Many rare minerals that are needed in modern technology come from countries that do not respect human rights. To avoid inadvertently supporting armed conflict and human rights abuses, MEPs have adopted rules requiring European importers of rare earth minerals to carry out background checks on their suppliers.


What is the EU doing do reduce e-waste?


In March 2020, the European Commission presented a new  circular economy action plan that has as one of its priorities the reduction of electronic and electrical waste. The proposal specifically outlined immediate goals like creating the right to repair and improving reusability in general, the introduction of a common charger and establishing a rewards system to encourage recycling electronics.

USB Type-C will become the common charger for most electronic devices in the EU by the end of 2024. Laptops will have to be equipped with a USB Type-C port by 28 April 2026.

In March 2023, the Commission presented a new proposal to promote repairing and reusing goods. Within the legal guarantee It would require sellers to repair products unless it is cheaper to replace them. Beyond the guarantee, it would provide rights to make repairs easier and cheaper.

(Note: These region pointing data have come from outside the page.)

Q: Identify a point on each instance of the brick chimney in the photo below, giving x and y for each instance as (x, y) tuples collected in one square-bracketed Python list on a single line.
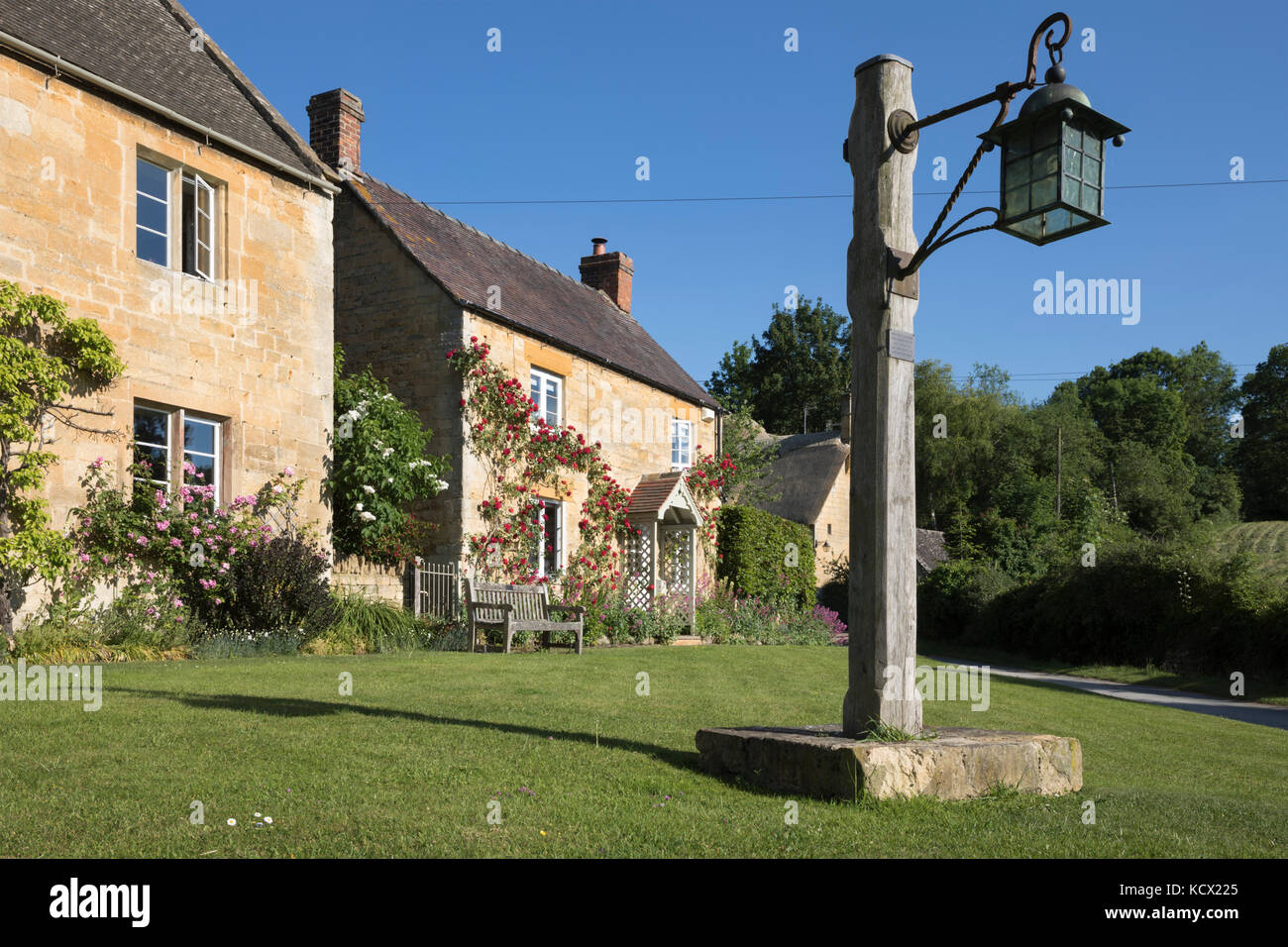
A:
[(335, 129), (609, 272)]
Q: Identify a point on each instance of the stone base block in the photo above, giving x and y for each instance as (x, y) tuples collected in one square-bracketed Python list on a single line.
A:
[(957, 763)]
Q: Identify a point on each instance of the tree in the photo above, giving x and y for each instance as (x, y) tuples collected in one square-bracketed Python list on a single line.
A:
[(1206, 384), (380, 464), (1150, 475), (46, 360), (733, 382), (1262, 454), (800, 364)]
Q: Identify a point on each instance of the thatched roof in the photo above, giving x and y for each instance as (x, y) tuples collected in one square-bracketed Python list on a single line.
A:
[(803, 474), (930, 549)]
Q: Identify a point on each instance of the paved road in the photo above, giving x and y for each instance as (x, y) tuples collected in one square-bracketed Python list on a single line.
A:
[(1263, 714)]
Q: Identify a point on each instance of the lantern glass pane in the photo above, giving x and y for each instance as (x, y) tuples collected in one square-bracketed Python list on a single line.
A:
[(1091, 170), (1070, 189), (1043, 192), (1017, 174), (1072, 161), (1090, 200), (1017, 202), (1046, 161), (1029, 227), (1057, 221)]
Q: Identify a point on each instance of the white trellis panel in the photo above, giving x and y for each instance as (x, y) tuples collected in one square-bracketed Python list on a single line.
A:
[(639, 570)]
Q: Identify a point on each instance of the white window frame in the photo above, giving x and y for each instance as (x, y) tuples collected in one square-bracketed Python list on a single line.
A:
[(682, 450), (555, 509), (175, 429), (166, 446), (542, 410), (202, 234), (217, 458), (143, 196)]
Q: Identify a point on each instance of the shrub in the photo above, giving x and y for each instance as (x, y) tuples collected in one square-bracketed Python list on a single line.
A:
[(953, 594), (364, 626), (275, 586), (755, 548), (380, 464), (1142, 603)]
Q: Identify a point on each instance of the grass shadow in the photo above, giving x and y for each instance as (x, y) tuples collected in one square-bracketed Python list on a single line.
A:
[(296, 706)]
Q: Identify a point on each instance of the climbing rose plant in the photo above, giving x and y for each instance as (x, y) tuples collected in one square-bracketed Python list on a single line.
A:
[(380, 464), (47, 359), (524, 459), (706, 480), (168, 556)]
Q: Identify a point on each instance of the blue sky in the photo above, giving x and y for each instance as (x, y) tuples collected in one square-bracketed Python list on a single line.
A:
[(709, 95)]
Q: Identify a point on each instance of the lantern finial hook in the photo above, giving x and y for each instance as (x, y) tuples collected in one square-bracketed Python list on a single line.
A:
[(1054, 48)]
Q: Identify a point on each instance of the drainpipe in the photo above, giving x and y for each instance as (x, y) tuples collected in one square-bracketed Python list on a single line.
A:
[(63, 67)]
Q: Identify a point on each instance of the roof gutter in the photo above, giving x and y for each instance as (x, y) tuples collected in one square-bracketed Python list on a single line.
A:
[(575, 350), (62, 65)]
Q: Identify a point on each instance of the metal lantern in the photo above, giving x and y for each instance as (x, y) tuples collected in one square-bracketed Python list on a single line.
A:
[(1054, 163)]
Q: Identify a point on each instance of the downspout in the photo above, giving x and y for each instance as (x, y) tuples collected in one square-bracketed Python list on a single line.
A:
[(63, 67)]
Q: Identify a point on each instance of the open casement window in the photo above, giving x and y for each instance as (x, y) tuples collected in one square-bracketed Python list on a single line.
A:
[(198, 227), (548, 392), (682, 445), (153, 213), (156, 432), (546, 553), (153, 446)]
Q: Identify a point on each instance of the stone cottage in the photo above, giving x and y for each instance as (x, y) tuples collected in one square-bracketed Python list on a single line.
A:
[(810, 474), (412, 282), (149, 184)]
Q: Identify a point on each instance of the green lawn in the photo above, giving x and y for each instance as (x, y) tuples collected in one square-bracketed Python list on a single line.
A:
[(407, 764), (1257, 686)]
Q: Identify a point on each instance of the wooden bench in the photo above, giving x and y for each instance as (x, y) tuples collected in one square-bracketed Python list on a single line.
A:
[(518, 608)]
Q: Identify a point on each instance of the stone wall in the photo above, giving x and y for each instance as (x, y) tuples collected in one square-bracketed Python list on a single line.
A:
[(394, 317), (629, 418), (391, 317), (258, 363), (375, 581), (832, 528)]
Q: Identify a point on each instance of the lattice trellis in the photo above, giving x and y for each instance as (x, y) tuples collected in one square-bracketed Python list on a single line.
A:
[(639, 571), (675, 566)]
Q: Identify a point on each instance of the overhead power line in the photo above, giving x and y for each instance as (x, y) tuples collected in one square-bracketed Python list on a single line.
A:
[(820, 197)]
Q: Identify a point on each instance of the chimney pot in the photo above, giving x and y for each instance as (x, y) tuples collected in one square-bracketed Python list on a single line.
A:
[(335, 129), (610, 272)]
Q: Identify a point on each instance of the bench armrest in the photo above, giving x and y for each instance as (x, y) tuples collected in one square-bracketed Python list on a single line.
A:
[(476, 605), (579, 611)]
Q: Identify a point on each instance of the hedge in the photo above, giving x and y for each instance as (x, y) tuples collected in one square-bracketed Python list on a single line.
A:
[(1142, 603), (756, 554)]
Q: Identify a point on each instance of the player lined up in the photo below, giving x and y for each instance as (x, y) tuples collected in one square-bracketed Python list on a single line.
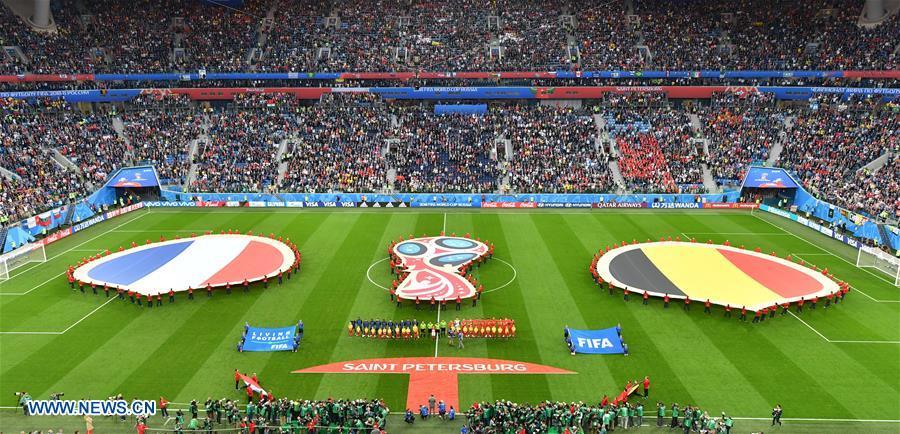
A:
[(759, 315), (502, 328), (138, 298)]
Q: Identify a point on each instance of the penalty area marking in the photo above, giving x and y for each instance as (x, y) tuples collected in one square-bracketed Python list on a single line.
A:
[(854, 288), (833, 341), (508, 282), (64, 330), (818, 247), (63, 253)]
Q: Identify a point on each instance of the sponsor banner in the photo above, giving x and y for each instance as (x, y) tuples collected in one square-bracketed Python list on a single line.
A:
[(619, 205), (768, 177), (730, 205), (442, 205), (383, 204), (134, 177), (88, 223), (269, 339), (124, 210), (509, 205), (56, 236), (675, 205), (211, 204), (564, 205), (605, 341), (329, 204), (172, 204), (438, 376)]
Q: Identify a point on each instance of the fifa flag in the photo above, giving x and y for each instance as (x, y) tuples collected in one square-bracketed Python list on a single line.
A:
[(605, 341), (269, 339)]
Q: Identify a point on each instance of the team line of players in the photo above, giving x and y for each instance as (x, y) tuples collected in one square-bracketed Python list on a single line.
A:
[(415, 329)]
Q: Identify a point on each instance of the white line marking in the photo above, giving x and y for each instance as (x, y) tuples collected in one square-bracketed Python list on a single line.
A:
[(841, 341), (67, 328), (737, 233), (851, 286), (185, 406), (67, 251), (89, 314), (809, 326), (140, 231), (485, 211), (821, 248), (437, 336)]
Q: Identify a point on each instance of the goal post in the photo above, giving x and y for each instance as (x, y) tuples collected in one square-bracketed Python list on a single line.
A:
[(33, 252), (870, 257)]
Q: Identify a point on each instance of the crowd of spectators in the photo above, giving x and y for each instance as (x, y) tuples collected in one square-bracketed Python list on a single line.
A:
[(566, 417), (454, 35), (350, 142), (656, 151), (453, 153), (39, 182), (826, 147), (241, 152), (269, 415), (161, 135), (339, 146), (741, 130)]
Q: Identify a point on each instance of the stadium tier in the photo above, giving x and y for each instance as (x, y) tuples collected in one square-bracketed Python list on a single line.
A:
[(454, 35), (843, 150), (449, 216)]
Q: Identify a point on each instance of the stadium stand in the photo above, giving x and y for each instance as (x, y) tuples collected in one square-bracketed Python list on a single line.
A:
[(458, 35), (262, 143)]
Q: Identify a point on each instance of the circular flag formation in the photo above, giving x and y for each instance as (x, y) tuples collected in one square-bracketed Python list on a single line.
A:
[(725, 275), (214, 260)]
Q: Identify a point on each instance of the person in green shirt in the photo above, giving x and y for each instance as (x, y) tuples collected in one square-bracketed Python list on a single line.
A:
[(674, 416), (686, 423)]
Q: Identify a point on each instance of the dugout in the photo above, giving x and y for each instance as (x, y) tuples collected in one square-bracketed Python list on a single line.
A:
[(770, 186), (133, 184)]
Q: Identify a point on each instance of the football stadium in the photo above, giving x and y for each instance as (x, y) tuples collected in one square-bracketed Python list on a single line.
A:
[(449, 216)]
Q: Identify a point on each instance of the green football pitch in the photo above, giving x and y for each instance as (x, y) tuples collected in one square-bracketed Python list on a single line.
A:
[(838, 369)]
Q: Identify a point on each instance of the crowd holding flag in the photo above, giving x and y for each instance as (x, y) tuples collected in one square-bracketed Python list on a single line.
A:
[(758, 315), (134, 296), (494, 328)]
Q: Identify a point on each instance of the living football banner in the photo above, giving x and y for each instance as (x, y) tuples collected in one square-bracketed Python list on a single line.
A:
[(269, 339), (605, 341)]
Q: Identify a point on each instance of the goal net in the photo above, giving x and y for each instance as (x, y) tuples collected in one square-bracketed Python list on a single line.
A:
[(24, 255), (869, 257)]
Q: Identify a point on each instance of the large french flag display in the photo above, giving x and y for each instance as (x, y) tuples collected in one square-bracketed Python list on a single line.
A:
[(214, 260)]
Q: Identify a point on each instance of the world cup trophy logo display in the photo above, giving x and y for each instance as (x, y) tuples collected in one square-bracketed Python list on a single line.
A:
[(433, 267)]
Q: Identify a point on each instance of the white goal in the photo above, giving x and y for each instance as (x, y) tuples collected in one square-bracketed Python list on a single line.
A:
[(26, 254), (869, 257)]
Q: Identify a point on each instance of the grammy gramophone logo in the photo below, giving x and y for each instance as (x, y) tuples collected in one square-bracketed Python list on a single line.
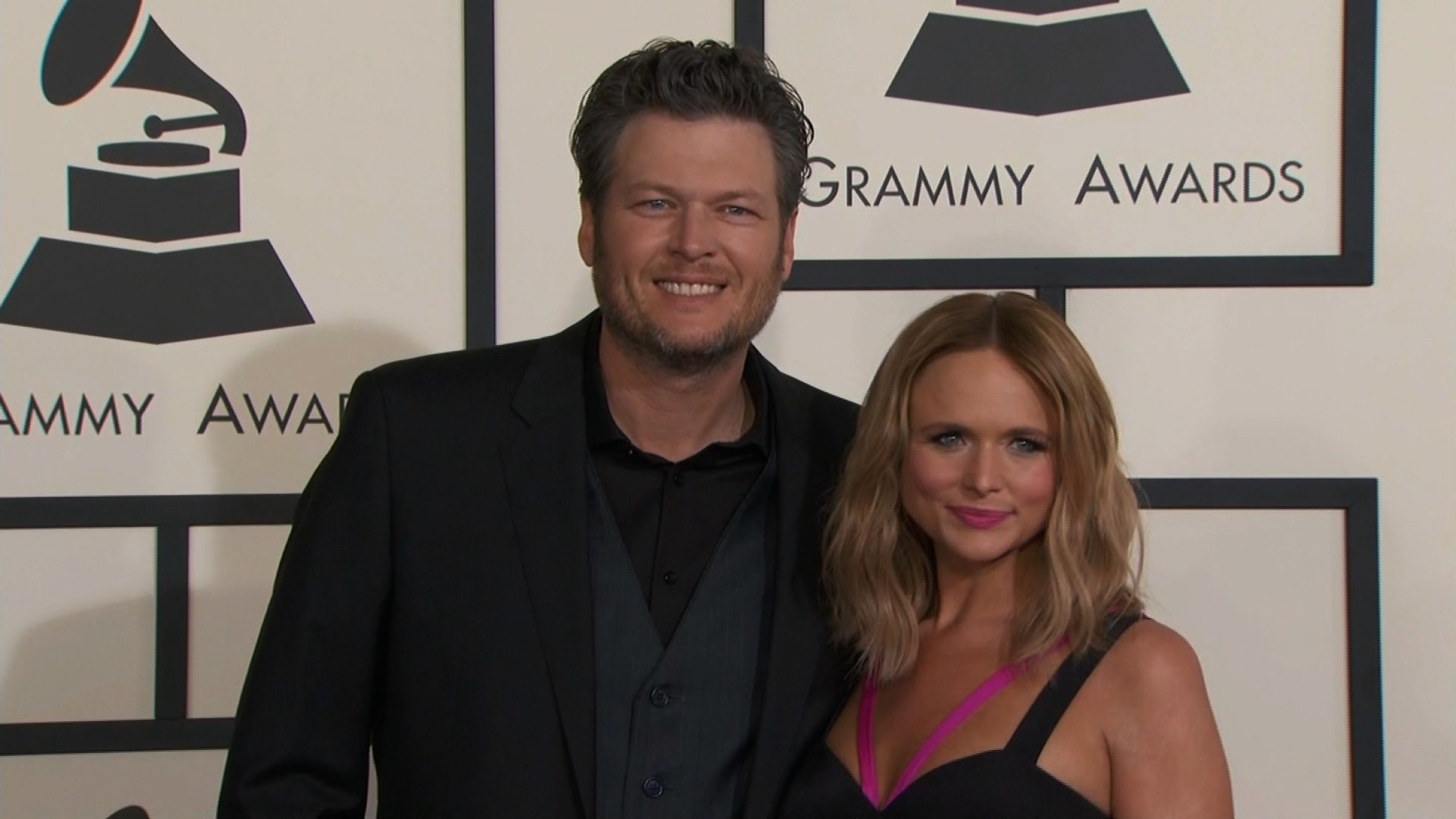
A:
[(153, 191), (1037, 67)]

The EU has adopted rules on the collection, treatment and recycling of electrical and electronic equipment in order to tackle the issue of the growing amount of electronic waste.

In February 2023, the Commission put forward a proposal for an update of the directive on waste electrical and electronic equipment to implement a ruling of the European Court of Justice concerning the scope of obligations of producers of photovoltaic panels.

Parliament and Council reached a provisional agreement on the update in November 2023. They also agreed that by 2026 the Commission should review the directive and, if necessary, suggest further changes along with a comprehensive evaluation of its impact on society and the environment.

MEPs will vote on the agreement in early February.

Parliament’s position


In February 2021, the Parliament adopted a resolution on the new circular economy action plan demanding additional measures to achieve a carbon-neutral, environmentally sustainable, toxic-free and fully circular economy by 2050, including tighter recycling rules and binding targets for materials use and consumption by 2030.


In the field of e-waste, MEPs want the EU to promote longer product life through reusability and reparability.